面白くないわけがない。
昭和の人気作家、獅子文六が描く、男と女とコーヒーをめぐる小説「コーヒーと恋愛」。
深夜のスマホの中から、白いカップに入ったコーヒーのイラストが、表紙の真ん中で誘っています。
amazonのボタンををポチッと押して半月経ったけどなかなか手元に届かない。販売元に連絡をすると、追跡がないのでわからず届かないこともあるかも、返金するのでもし届いたらそのまま受け取ってくださいとのことでしばらく忘れていました。

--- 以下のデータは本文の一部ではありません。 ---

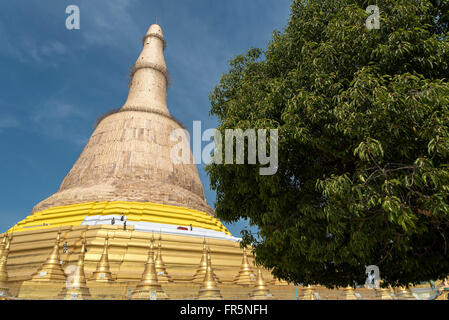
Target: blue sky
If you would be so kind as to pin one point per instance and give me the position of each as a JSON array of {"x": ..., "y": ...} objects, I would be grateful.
[{"x": 55, "y": 82}]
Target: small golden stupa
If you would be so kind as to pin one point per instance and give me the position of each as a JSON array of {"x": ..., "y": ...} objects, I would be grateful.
[
  {"x": 260, "y": 290},
  {"x": 103, "y": 273},
  {"x": 404, "y": 293},
  {"x": 161, "y": 270},
  {"x": 246, "y": 274},
  {"x": 51, "y": 270},
  {"x": 307, "y": 293},
  {"x": 77, "y": 288}
]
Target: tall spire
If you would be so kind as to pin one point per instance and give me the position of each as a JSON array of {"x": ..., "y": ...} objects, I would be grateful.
[
  {"x": 246, "y": 274},
  {"x": 129, "y": 155},
  {"x": 4, "y": 251},
  {"x": 51, "y": 270},
  {"x": 149, "y": 287},
  {"x": 148, "y": 89},
  {"x": 198, "y": 277},
  {"x": 103, "y": 273},
  {"x": 161, "y": 270},
  {"x": 78, "y": 289}
]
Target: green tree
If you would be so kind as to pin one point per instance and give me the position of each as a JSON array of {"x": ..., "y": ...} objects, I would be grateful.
[{"x": 363, "y": 120}]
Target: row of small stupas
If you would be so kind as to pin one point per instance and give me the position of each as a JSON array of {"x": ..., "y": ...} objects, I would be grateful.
[{"x": 50, "y": 281}]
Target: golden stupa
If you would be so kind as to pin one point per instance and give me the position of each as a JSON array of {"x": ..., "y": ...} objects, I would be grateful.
[
  {"x": 90, "y": 239},
  {"x": 123, "y": 188}
]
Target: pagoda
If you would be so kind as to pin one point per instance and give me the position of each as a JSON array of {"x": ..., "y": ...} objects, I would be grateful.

さらに一ヶ月くらいして、郵便受けの下の折り畳んだ傘の隙間に、黒いビニール袋に包まれた四角いものがぽとりと落ちているのを発見。君はどんな旅路を辿ってきたんだい。
ともかくやっと会えました。
ーお茶の間の人気女優 坂井モエ子43歳はコーヒーを淹れさせればピカイチ。そのコーヒーが縁で演劇に情熱を注ぐベンちゃんと仲睦まじい生活が続くはずが、突然”生活革命”を宣言し若い女優の元へ去ってしまう。ー
(裏面 内容紹介より)
時代はまだテレビが新しかった時代。最初は入り込めるかなと思ったけど・・・これがまあ面白い。
こぽこぽ、まったり、カウンターでの思い出が、なんてふわっとしたコーヒー描写ではなく、豆の種類、当時のコーヒー事情、さらにネル、トルコ式、野外での山賊式(パーコレーターのようなもの?)などの淹れ方、インスタントの時代背景までかなり細かく描いてあるのです。

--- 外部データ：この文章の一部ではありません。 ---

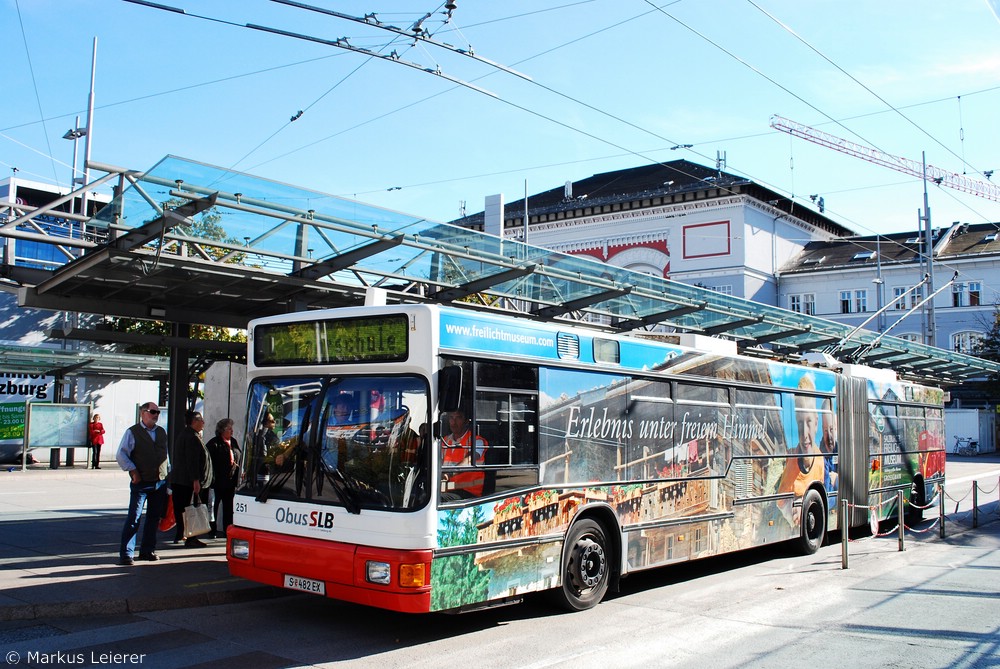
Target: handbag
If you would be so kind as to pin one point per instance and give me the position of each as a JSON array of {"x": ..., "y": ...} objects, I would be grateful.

そして、適当だけど天性にコーヒーを淹れるのがうまい主人公モエ子。コーヒーの味に敏感なヒモの男。茶道ならぬ可否道を目指すコーヒーにのめり込んだ初老の男。それを取り巻く大学教授や落語家、芸術家のこれまたコーヒーにうるさいガヤたち。
日常に起こる些細な大事件に、力強く軽妙に進んでいく主人公やどこか憎めない登場人物たち。
可否道の集まりでうんちくを語る連中に、一人がこっそりインスタントで淹れ、うまいと言わせるところなんかとっても好きな場面です。
人生大切なのはユーモアとコーヒー。
そこそこ長いこの小説を読み終わり、面白さと達成感に浸っていると、あとがきで獅子文六が、好きで飲んでいたコーヒーを小説の題材にした(当時新聞小説として一日の休みもなく書いていた)ことで、にわか勉強のため有名コーヒー店やコーヒー問屋に通いコーヒーを飲みまくったこと、自宅でも濃いのを淹れて飲んでいたら胃の調子がおかしくなり、特に後半は病苦と戦い苦労したことが書いてありました。

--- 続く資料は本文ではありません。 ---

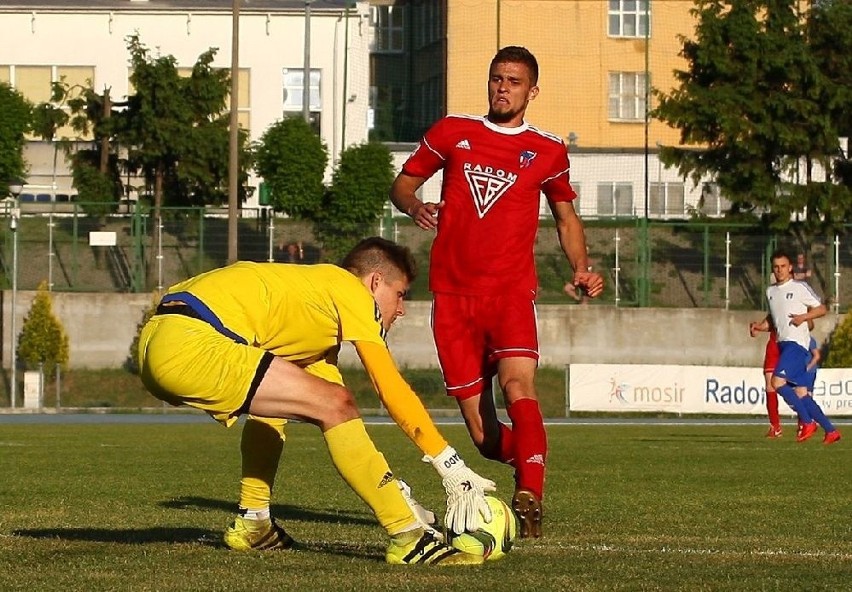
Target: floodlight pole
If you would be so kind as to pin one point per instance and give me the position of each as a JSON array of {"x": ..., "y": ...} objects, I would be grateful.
[
  {"x": 306, "y": 75},
  {"x": 234, "y": 139},
  {"x": 15, "y": 189}
]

そうでしょう。面白いだけでなくこれだけ詳しくコーヒーの内容に触れ、かつそれをいやらしくなく、コーヒーが好きな少々凝りすぎな人たちの日常や会話の中でさらりと描く。プロですね。
あとがきの最後の一行。
「それにしても、コーヒー小説だけは、もうコリた。」
本文通して全ページの中で一番笑いました。
文六先生お疲れ様でした。
みんながこの本を笑って、コーヒーを楽しみながら読むことが、きっと天国の作家へのなによりのブレイクになることでしょう。